Anahiz looks on as she checks out James’ exhibition catalogue beside her home altar.
We were really in Baracoa for Joe to make contact with Panchito, the shaman of the 90 remaining Taíno people there, and to arrange for him to come to the opening of James’ show in Camaguey.
It worked. Here’s the video of his blessing of the event, including sacred tobacco, the four directions, heartfelt prayer, invoking the seven principal powers, and a spiritual song. From the left: Sandra (translator), Idalis (Panchito’s daughter), Panchito Ramirez, Hartmann
And here’s the passing of the cigar to all the people present, including Joe, the artists, Canadian visitors, and many more.
The following day, we went with Panchito to a nature preserve with ancient caves. Here’s an excerpt from an article I wrote about that time:
In the caves of Cuba, a group of us joined with the shaman Panchito and his daughter Idalis for a tobacco ceremony and prayers.
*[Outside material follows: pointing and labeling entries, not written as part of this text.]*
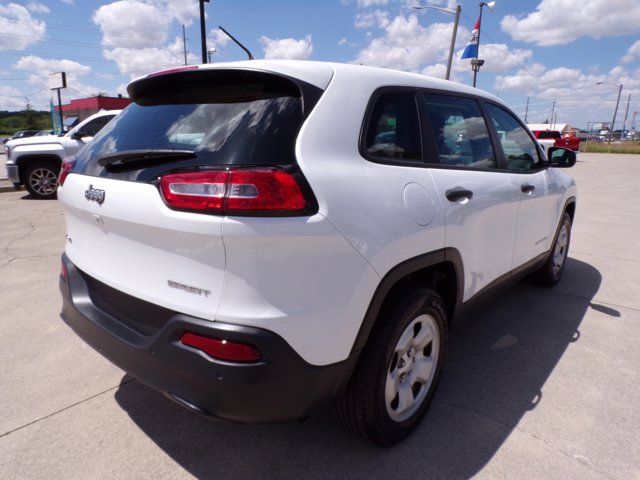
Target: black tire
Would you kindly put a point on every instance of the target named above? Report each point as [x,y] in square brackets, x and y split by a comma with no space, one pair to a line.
[363,409]
[41,179]
[550,273]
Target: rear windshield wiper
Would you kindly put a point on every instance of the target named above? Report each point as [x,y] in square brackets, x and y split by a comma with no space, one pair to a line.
[147,156]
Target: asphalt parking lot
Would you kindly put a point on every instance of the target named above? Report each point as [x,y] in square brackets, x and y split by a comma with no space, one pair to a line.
[539,384]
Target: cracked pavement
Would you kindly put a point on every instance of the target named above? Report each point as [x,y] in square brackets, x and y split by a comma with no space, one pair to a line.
[538,384]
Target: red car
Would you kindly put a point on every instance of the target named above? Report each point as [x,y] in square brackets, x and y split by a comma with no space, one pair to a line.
[565,141]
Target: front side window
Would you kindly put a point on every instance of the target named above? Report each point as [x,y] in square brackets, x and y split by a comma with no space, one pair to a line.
[460,132]
[394,128]
[519,148]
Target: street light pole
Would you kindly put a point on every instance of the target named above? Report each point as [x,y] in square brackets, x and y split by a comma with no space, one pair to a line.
[452,47]
[203,31]
[453,40]
[476,63]
[615,112]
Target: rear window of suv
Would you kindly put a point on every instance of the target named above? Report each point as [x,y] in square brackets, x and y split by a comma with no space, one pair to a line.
[223,117]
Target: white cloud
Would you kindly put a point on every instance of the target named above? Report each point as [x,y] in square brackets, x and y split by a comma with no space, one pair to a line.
[11,98]
[183,11]
[407,45]
[37,7]
[219,38]
[287,48]
[138,61]
[377,18]
[560,22]
[498,57]
[131,24]
[578,97]
[369,3]
[44,66]
[344,42]
[38,70]
[632,53]
[18,29]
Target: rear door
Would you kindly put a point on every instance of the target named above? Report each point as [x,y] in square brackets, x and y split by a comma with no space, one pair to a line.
[529,174]
[121,231]
[480,202]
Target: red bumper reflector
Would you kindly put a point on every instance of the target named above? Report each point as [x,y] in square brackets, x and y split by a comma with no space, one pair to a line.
[67,167]
[226,350]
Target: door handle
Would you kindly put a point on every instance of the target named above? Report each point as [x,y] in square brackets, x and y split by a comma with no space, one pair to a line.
[458,193]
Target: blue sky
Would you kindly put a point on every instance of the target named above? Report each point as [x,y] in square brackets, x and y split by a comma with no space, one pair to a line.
[549,50]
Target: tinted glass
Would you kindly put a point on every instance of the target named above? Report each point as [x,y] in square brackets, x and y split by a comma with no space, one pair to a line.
[394,128]
[94,126]
[519,148]
[226,119]
[460,132]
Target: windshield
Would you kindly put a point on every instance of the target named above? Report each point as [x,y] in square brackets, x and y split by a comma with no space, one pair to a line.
[226,119]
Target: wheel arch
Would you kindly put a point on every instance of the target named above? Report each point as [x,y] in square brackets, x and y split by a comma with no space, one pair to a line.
[570,207]
[25,161]
[441,270]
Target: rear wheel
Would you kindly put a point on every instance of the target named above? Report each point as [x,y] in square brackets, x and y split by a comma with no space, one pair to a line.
[41,179]
[398,370]
[551,271]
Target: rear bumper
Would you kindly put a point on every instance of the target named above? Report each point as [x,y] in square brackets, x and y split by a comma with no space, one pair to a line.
[280,387]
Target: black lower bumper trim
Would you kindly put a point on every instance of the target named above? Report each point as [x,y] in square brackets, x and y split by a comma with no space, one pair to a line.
[281,387]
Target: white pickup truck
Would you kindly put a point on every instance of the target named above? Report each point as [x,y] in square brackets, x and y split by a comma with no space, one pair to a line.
[35,161]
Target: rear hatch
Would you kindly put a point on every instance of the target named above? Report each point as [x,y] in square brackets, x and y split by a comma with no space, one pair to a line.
[121,229]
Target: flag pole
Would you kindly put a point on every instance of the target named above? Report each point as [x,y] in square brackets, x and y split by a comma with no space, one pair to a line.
[476,65]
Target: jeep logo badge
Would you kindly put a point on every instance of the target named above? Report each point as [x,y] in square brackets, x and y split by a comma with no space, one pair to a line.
[94,195]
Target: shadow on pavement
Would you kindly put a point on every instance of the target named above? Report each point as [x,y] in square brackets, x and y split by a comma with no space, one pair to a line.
[498,362]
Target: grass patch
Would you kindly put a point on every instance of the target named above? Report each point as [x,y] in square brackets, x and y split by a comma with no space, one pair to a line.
[613,147]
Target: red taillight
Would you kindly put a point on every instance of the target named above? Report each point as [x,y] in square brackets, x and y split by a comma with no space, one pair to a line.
[67,167]
[264,191]
[226,350]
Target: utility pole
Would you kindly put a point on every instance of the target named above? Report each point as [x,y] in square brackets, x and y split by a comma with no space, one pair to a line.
[184,44]
[615,112]
[453,40]
[203,31]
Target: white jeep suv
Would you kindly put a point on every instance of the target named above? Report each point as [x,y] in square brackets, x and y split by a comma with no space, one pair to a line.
[260,239]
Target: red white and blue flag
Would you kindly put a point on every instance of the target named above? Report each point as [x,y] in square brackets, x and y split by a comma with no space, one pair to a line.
[471,50]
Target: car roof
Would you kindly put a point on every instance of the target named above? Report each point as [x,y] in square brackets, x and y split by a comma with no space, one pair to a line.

Here in the depths of the earth, where the indigenous people had hidden from the Spaniards’ dark genocide, we joined in prayer with one of the last living Indian elders in the country. Pictographs on the cave walls indicated that people had prayed and done ceremonies in this cave long before the arrival of Columbus to the island. After Panchito’s deep and heartfelt prayers to the seven principal powers, and Idalis’ song, the cigar was passed through the group. … In that mother womb, we were simple brothers and sisters together. After sharing Idalis’ cassava with Baracoan honey, we left the cigar burning beside a candle on a ledge in the cave, with a little cassava offering, and then we climbed up into the sunlight of the world above.
Since then, the Taíno, and Panchito Ramirez, have become more well-known, with many videos, books, and articles now available, thanks to the work of Barreiro and Hartmann.
Above: Panchito. Below: Joe with some of the ladies in Baracoa.
Looking through the photos, and my own memories, I feel so much gratitude to everyone for this remarkable experience!